The new company's chairman will be Edward Lampert, Kmart's majority shareholder and chairman of Kmart. He also holds a substantial stake in Sears. Current Sears Chairman and CEO Alan Lacy will become vice chairman and CEO of Sears Holding Corporation. Recently appointed Kmart President and CEO Aylwin Lewis will become executive vice president and chief financial officer.
William Crowley, currently senior vice president - finance of Kmart and a Kmart Board member will be executive vice president, finance and integration of Sears Holdings.
Lampert, Lacy, and Lewis will join a 10-member Sears Holdings board of directors, which will include a total of seven members from the current Kmart board and three members of the current Sears, Roebuck board. Sears Holdings will act as the holding company for the Sears and Kmart businesses, which will continue to operate separately under their respective brand names and will continue to be headquartered in Hoffman States , Ill. , and Troy , Mich. , respectively.
The merger was unanimously approved by the boards of both retail companies. In addition, Lampert's ESL Investments and its affiliates have agreed to vote all Kmart and Sears, Roebuck shares they own in favor of the merger and to elect stock in the transaction with respect to their shares of Sears, Roebuck.
Under the terms of the agreement, Kmart shareholders will receive one share of new Sears Holdings common stock for each Kmart share. Sears, Roebuck shareholders will have the right to elect $50.00 in cash or 0.5 shares of Sears Holdings (valued at $50.61 based on yesterday's closing price of Kmart shares) for each Sears, Roebuck share. Shareholder elections will be prorated to ensure that in the aggregate 55 percent of Sears, Roebuck shares will be converted into Sears Holdings shares and 45 percent of Sears, Roebuck shares will be converted into cash.
The current value of the transaction to Sears, Roebuck shareholders is approximately $11 billion. The transaction is expected to be tax-free to Kmart shareholders and tax-free to Sears, Roebuck shareholders to the extent they receive stock.
Lampert said, "The combination of Kmart and Sears is extremely compelling for our customers, associates and shareholders as it will create a powerful leader in the retail industry, with greatly expanded points of distribution, leading proprietary home and apparel brands and significant opportunities for improved scale and operating efficiencies. The merger will enable us to manage the businesses of Sears and Kmart to produce a higher return than either company could achieve on its own."

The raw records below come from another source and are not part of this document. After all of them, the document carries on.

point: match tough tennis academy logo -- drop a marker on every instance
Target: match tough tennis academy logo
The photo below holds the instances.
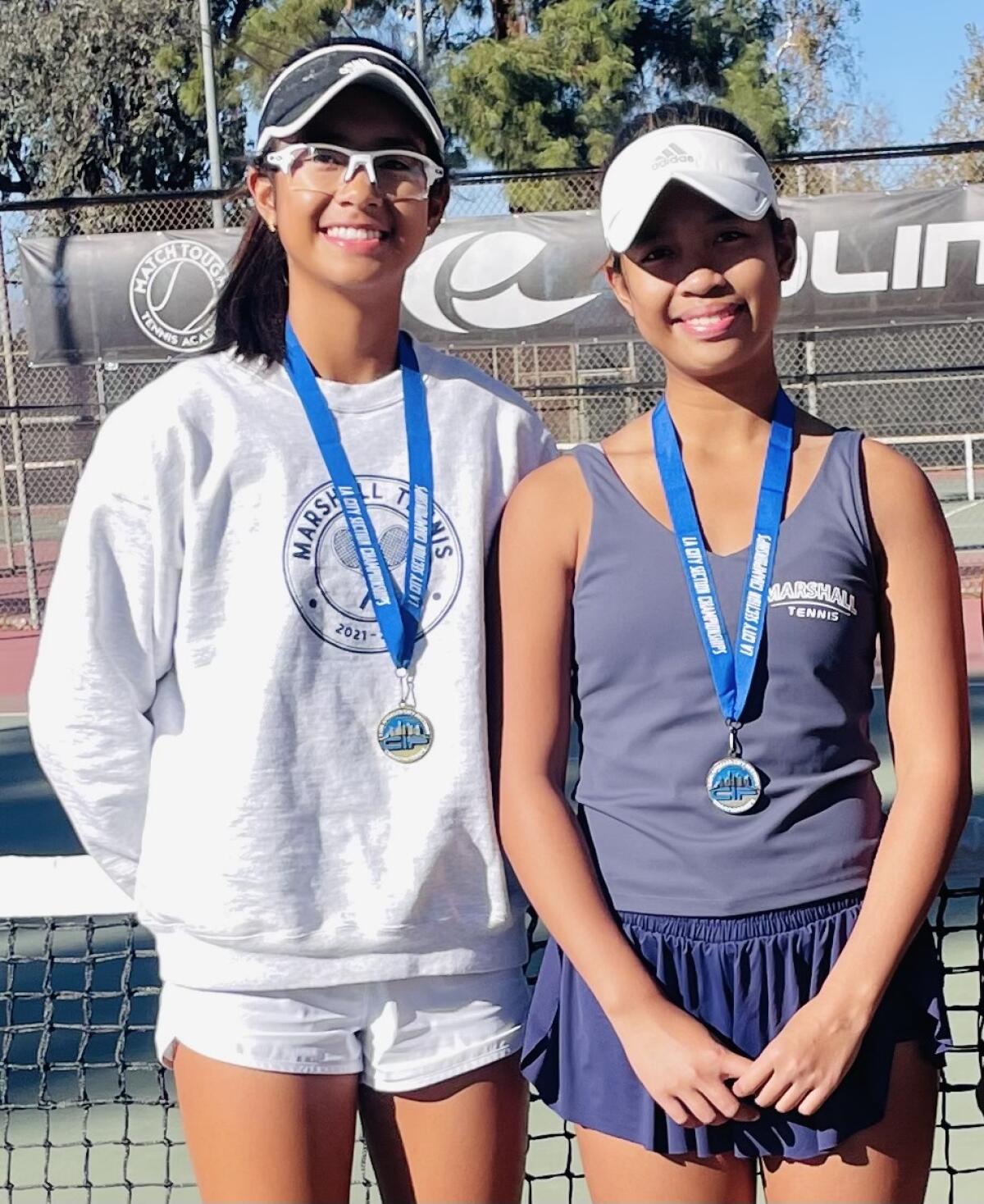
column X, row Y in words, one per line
column 172, row 294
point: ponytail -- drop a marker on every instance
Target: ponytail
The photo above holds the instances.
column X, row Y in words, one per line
column 252, row 308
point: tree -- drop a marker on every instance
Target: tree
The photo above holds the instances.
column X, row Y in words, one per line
column 558, row 77
column 84, row 105
column 963, row 120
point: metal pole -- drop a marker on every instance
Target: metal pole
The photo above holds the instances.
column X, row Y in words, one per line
column 211, row 108
column 17, row 447
column 418, row 21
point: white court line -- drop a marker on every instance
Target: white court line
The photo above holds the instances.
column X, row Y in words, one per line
column 966, row 506
column 61, row 887
column 33, row 887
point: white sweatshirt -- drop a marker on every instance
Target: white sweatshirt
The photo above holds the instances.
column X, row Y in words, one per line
column 211, row 677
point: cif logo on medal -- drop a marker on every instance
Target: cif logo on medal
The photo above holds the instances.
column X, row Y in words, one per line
column 734, row 785
column 405, row 735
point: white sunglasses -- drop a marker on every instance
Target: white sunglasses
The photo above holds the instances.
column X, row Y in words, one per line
column 321, row 167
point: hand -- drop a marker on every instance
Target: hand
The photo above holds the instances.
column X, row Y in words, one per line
column 802, row 1065
column 682, row 1065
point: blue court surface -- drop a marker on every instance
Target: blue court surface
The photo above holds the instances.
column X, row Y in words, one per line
column 131, row 1149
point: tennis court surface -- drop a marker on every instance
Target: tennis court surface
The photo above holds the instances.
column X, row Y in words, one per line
column 88, row 1115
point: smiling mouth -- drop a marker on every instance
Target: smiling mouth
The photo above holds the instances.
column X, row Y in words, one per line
column 709, row 324
column 353, row 234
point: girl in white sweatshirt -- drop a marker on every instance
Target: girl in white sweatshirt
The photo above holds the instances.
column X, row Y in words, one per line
column 260, row 692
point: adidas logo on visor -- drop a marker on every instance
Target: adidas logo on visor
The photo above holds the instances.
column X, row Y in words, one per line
column 354, row 66
column 673, row 153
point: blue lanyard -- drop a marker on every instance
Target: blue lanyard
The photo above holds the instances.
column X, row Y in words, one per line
column 731, row 668
column 399, row 619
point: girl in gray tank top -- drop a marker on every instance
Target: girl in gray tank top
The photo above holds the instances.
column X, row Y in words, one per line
column 740, row 967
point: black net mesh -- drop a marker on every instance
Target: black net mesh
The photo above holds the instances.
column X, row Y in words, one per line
column 88, row 1115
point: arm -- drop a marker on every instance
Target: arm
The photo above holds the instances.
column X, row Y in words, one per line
column 682, row 1067
column 106, row 642
column 927, row 687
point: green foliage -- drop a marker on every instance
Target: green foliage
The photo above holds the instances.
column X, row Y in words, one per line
column 106, row 95
column 754, row 94
column 84, row 103
column 549, row 100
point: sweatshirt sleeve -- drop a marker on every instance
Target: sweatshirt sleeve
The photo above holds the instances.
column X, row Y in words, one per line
column 536, row 445
column 105, row 645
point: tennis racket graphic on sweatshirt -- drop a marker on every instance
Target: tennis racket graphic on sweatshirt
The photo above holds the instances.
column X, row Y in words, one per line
column 321, row 563
column 393, row 545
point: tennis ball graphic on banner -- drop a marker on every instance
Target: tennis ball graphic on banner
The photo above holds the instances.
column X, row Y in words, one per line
column 174, row 290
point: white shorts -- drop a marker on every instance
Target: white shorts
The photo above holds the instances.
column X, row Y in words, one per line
column 396, row 1036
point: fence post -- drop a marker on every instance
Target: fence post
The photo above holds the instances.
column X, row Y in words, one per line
column 809, row 358
column 20, row 475
column 5, row 514
column 100, row 389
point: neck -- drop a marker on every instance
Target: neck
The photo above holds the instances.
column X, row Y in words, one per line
column 714, row 412
column 344, row 339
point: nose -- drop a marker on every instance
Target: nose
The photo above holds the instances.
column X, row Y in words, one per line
column 358, row 190
column 703, row 282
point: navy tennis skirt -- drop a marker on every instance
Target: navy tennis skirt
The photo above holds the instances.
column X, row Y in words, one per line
column 742, row 977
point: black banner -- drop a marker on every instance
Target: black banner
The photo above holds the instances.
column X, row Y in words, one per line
column 863, row 260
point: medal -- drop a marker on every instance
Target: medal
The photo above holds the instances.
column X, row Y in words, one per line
column 403, row 733
column 732, row 784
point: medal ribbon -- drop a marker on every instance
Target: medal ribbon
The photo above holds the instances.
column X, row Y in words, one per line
column 399, row 618
column 731, row 668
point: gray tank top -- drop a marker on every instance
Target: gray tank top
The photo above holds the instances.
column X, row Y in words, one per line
column 650, row 725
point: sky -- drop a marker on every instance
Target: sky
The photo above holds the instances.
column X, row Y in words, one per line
column 911, row 52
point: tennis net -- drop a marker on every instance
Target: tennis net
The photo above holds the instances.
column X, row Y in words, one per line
column 88, row 1115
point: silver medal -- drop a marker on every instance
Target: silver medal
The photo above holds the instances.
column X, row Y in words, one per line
column 403, row 733
column 732, row 782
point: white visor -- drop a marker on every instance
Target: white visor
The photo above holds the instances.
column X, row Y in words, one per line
column 713, row 162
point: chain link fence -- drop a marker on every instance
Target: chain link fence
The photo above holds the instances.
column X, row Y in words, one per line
column 919, row 386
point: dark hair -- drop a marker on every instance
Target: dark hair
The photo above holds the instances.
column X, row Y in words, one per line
column 252, row 306
column 686, row 112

The merger is expected to close by then end of March 2005. The combination of the two companies is "conservatively "estimated to generate $500 million of annualized cost and revenue savings to be fully realized by the end of the third year after closing, according to a release by Kmart.
The transaction is expected to be "significantly" accretive to earnings per share in the first year before one-time restructuring costs. In addition, the companies expect to realize approximately $200 million in incremental gross margin from revenue synergies by capitalizing on cross-selling opportunities between Kmart and Sears' proprietary brands and by converting a substantial number of off-mall Kmart stores to the Sears nameplate in addition to the 50 Kmart stores Sears acquired earlier this year.